Intelligent design as described by Mike Behe, however, is not such a
God-of-the-gaps approach. The irreducible complexities he described in DDB
are characterized by being _systems_. A major characteristic of a system is
that the elements in the system are interrelated and interacting with
eachother. It cannot function effectively unless all the elements and
relationships are present and interacting. All the elements must be brought
together and assembled simultaneously, or assembled piece-by-piece before the
system is actually needed.
Darwinian natural selection, however, is a _sequential_ approach. It can
only add one element at a time, which is retained only if it improves the
adaptation or reproductive success of the organism.
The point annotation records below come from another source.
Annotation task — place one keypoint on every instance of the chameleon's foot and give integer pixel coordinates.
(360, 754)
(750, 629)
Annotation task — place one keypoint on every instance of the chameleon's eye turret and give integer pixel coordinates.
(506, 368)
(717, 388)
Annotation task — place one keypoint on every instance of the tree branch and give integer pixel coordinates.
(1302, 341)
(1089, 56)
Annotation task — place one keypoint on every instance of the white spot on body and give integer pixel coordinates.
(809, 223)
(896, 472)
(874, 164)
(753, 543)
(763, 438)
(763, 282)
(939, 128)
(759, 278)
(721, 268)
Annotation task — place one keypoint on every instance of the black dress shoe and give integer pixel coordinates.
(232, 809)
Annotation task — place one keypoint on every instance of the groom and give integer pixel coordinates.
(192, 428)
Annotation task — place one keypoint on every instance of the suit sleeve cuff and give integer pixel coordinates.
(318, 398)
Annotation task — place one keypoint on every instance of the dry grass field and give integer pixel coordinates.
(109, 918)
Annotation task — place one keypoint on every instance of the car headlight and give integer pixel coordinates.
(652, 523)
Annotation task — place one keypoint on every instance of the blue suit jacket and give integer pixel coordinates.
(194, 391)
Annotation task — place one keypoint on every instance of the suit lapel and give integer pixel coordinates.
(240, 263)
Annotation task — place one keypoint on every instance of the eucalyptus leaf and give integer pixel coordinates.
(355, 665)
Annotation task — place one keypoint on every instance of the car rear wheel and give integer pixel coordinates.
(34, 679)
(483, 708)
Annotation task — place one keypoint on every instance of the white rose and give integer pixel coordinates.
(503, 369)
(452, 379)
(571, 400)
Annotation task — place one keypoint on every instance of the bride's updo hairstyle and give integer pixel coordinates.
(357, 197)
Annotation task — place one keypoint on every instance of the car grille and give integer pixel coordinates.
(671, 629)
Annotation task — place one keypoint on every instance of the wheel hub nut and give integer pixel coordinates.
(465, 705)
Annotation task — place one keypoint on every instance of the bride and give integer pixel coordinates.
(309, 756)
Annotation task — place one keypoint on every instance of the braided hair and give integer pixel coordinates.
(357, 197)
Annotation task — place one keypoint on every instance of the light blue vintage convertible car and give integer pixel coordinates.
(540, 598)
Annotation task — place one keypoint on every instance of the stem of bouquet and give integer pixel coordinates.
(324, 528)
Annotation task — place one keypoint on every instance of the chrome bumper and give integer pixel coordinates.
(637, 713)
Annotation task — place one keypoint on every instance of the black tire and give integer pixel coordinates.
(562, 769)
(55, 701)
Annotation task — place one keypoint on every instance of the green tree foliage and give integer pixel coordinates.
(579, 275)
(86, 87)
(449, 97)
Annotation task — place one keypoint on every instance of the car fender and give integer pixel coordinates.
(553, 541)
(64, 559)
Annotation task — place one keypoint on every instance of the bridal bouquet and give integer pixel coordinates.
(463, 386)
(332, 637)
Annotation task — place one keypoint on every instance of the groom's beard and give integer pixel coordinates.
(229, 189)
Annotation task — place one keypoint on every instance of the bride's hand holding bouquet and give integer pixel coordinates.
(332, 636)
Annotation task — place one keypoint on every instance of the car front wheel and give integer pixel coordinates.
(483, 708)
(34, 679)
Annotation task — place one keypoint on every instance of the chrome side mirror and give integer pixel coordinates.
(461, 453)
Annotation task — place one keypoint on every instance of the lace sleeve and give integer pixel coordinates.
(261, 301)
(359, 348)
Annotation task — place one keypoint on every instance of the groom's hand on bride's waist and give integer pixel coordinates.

Adding
"one-elements-at-a-time" simply cannot improve the function of a system, in
fact, it will probably impair if not destroy it because it interferes with
established relationships. Moreover Darwinian mechanisms cannot assemble a
complex system in advance since it does not see into the future, and cannot
anticipate future needs of an organism.
The difference between a _system_ and a _sequential Darwinian process_ is not
a gap that God-of-the-gaps fills. It is an inherent, intractable difference
between two phenomena that cannot be bridged. Those reviewers who
criticized DDB on the grounds that some day, future generations of scientists
will _understand_ irreducible complexity, miss the point. The point is not
understanding irreducible complexity. The point is that gradualistic.
sequential Darwinian natural selection cannot construct it. If a
naturalistic process were ever discovered that would explain the formation of
irreducible complexity, it will certainly not be a Darwinian mechanism.